Ms Elaine Chow, head of research at HSR Property Consultants, said the neighbourhood's eclectic mix of land uses - food and beverage outlets, home fixture shops, religious sites and hotels - is an attraction.

Buyers, including expatriates on tight budgets forced out of the city centre, see Balestier as a handy substitute given its proximity to the centre of town but with prices below those for neighbouring Novena and Toa Payoh.

"Buying interest for homes in Balestier is very much focused on new projects, instead of completed homes," said Mr Ong Kah Seng, director of R'ST Research, who added that average prices of new homes hovered between $1,400 per sq ft (psf) and $1,530 psf for a unit smaller than 700 sq ft last year.

Prices in the Novena area were around $2,000 psf.

Mr Ong said: "Investors prefer the new, smaller apartments with lower price quantums, which can be easily rented out to young expatriates who are on limited housing allowances."

Recent residential developments include The Interweave, SkySuites 17 and One Dusun Residences.

Resale activity in Balestier has moderated lately with projects registering between one and three resale deals a quarter.

While this type of market movement is in line with the general slowdown islandwide, Mr Ong added that prices for resale homes have been rising in the past two years.

Last year, they rose by between 4 and 7 per cent following increases of between 5 and 10 per cent the previous year.

"Prices have held up well (despite the limited number of resale transactions), reflecting the fact that owners who are selling pushed for higher prices in the light of the long-term investment potential of Balestier," said Mr Ong.

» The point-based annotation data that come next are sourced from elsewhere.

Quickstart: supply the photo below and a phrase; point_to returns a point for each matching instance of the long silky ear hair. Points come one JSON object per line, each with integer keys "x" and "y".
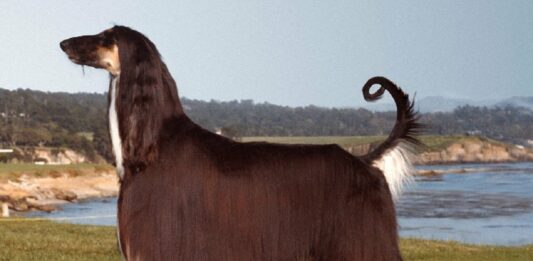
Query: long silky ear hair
{"x": 146, "y": 96}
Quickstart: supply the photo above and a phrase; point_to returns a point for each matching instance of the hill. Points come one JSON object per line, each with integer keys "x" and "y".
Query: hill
{"x": 78, "y": 121}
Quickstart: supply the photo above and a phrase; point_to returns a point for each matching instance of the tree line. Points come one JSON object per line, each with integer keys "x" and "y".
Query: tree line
{"x": 78, "y": 121}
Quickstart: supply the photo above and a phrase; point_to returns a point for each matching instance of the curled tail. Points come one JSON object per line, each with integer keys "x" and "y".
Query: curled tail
{"x": 394, "y": 156}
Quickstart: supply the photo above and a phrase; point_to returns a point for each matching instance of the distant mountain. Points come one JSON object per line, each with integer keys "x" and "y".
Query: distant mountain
{"x": 444, "y": 104}
{"x": 517, "y": 102}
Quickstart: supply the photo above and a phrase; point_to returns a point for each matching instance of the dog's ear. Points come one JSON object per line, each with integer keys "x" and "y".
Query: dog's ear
{"x": 140, "y": 98}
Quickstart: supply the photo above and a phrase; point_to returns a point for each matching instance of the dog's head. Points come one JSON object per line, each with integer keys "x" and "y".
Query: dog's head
{"x": 99, "y": 50}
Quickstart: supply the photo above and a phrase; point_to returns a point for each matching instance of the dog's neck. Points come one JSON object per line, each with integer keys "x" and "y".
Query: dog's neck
{"x": 136, "y": 119}
{"x": 114, "y": 128}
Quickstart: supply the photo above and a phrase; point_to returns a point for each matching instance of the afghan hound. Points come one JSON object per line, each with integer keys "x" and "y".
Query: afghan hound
{"x": 189, "y": 194}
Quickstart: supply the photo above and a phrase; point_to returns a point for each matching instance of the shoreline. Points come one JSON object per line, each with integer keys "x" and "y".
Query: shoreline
{"x": 29, "y": 193}
{"x": 47, "y": 194}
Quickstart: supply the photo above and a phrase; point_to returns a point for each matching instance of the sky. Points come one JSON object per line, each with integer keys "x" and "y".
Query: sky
{"x": 293, "y": 53}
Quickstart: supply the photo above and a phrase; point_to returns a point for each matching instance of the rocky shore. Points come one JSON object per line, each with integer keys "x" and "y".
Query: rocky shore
{"x": 28, "y": 192}
{"x": 47, "y": 193}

HSR's Ms Chow said some units were able to achieve significant resale price increases.

She said a 14th-floor 904 sq ft unit at Domus in Irrawaddy Road sold for $1.42 million in January, or $1,570 psf. This is 58 per cent over its $889,100 price in May 2009.

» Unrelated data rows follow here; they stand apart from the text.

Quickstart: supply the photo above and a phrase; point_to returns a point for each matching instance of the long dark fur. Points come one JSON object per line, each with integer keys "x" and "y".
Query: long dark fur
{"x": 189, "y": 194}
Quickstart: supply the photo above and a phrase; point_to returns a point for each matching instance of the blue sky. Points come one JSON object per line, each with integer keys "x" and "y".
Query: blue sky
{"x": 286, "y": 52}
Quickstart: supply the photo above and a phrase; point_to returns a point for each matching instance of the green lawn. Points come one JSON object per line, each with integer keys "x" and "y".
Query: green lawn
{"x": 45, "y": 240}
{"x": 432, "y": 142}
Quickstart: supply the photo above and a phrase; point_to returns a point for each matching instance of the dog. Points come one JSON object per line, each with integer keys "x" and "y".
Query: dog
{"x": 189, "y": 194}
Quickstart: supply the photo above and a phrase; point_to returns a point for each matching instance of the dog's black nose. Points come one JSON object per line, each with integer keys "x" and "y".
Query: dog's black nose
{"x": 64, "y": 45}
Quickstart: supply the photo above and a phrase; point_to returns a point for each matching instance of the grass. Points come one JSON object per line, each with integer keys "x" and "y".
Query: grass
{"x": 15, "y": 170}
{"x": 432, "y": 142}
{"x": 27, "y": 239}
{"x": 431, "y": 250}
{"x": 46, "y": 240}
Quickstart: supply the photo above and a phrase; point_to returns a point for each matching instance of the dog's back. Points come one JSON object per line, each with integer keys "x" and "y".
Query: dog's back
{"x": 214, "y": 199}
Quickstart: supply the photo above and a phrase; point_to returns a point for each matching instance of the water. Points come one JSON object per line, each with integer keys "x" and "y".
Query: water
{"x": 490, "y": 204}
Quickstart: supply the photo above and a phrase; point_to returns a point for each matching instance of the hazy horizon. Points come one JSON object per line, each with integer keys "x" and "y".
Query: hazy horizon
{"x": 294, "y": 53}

Ms Chow also pointed to an 11th- storey unit at The Arte. It was originally bought for about $1.19 million in April 2009 and sold last month for $1.84 million, a capital appreciation of 53 per cent in four years.

She said the redevelopment of sites in Balestier will probably result in a gradual gentrification of the neighbourhood, a view also shared by Mr Ong.

He said the profiles of buyers in the area are increasingly becoming more diverse.

"Private home buyers are no longer just those in upper income brackets with stringent property requirements," he noted.

"There are buyers who are... flexible in their housing requirements so they will buy homes in older, upcoming or once-controversial neighbourhoods."